FDP-LogParsing-Project This is the submission for LogParsing project as required for FDP program on Big Data with SPARK conducted by CloudxLab and EICT IIT Roorkee

My Name:Aaditya Dubey CloudXLab ID: aadityasomu1234382

The Solution Script uses Scala and Spark SQL to answer the 5 question asked in log parsing project.

Question 1 :

Write spark code to find out top 10 requested URLs along with a count of the number of times they have been requested (This information will help the company to find out most popular pages and how frequently they are accessed)

Answer 1 :

spark.sql("select url,count(*) as req_cnt from nasa_log where upper(url) like '%HTML%' group by url order by req_cnt desc LIMIT 10").show()

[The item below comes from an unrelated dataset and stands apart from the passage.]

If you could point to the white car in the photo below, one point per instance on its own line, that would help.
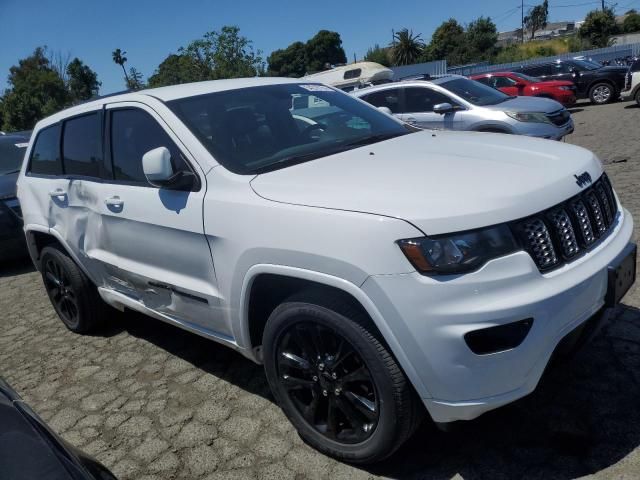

+--------------------+-------+ | url|req_cnt| +--------------------+-------+ | /ksc.html| 43687| |/shuttle/missions...| 24606| |/shuttle/missions...| 22453| |/software/winvn/w...| 10345| |/history/history....| 10134| |/history/apollo/a...| 8985| |/shuttle/countdow...| 7865| |/history/apollo/a...| 7177| |/shuttle/technolo...| 6517| |/shuttle/missions...| 5264| +--------------------+-------+

Question 2 :

Write spark code to find out the top five-time frame for high traffic (which day of the week or hour of the day receives peak traffic, this information will help the company to manage resources for handling peak traffic load)

Answer 2 :

spark.sql("select host,count(*) as req_cnt from nasa_log group by host order by req_cnt desc LIMIT 5").show()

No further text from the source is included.